Esma, Cuma günü saat akşam beşi vurduğunda hızlıca çantasını alıp adeta uçarcasına odasından çıktı. Hızla merdivenlere vardığında asansörün önünde bekleyen kalabalığa baktı. Onları hiç anlamıyordu ve onlar gibi olmadığına çok memnundu. Merdivenlerden ineceği sırada duyduğu tok sesle olduğu yerde durdu.

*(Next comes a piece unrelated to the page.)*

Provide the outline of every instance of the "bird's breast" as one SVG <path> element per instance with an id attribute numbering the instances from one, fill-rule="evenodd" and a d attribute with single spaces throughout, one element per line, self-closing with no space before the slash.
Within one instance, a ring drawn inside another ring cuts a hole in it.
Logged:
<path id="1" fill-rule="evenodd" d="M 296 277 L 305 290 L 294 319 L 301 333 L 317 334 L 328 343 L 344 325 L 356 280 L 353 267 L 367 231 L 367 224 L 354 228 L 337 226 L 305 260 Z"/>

"İyi akşamlar Esma Hanım," dedi Boran Bey. Birkaç büyük adımda yanına vardığında Esma tebessüm etme nezaketi göstermedi. Bir haftadır bu adamı çekiyordu. Bir an önce yarın olsun ve tarlasına kavuşsun istiyordu Esma. Bazı şeyleri mal kafası anlamadığı için sürekli yan yana durmak zorunda kalmışlardı. Duruşunu dikleştirip yanına gelen adama döndü Esma.

"İyi akşamlar Boran Bey," dedi. Boran, genç kadını süzdü. Bugün saçlarını arkada küçük bir tokayla tutturmuştu. Siyah bir gömlek altına siyah bir dar paça pantolon giyinmişti, siyah günlük ayakkabılarını takmıştı. Kadın o kadar yalındı ki ama nasıl oluyorsa bir çeşit dikkat çekiyordu. Bakışları çok derindi. Bir kadını tehlikeli kılacak kadar derin. Bu yüzden dikkat çekiyor olabilirdi. "Önümden çekilirseniz, çıkacağım," dedi Esma. Dikilmiş öküz gibi bakıyordu kendisine.

"Hapisten kurtulur gibi bir haliniz var," dedi Boran. Esma ona 'ciddi misin' dercesine baktı. Bir haftadır birbirlerine laf söylemiyorlardı, ateşkes ilan etmiş gibilerdi. Esma içine ata ata kurdeşen dökecekti yakında.

"Şirketinizi hapishane gibi dizayn ettiğinizden olmasın," diye cevapladı Esma. "Akşama misafirim var, tekrar iyi akşamlar," dedi ve merdivenlerden inmeye başladı. Yalan sayılmazdı. Her Cuma günü tüm aile toplanır, akşam yemeği yenirdi. Gece geç vakitlere kadar sohbet edilirdi.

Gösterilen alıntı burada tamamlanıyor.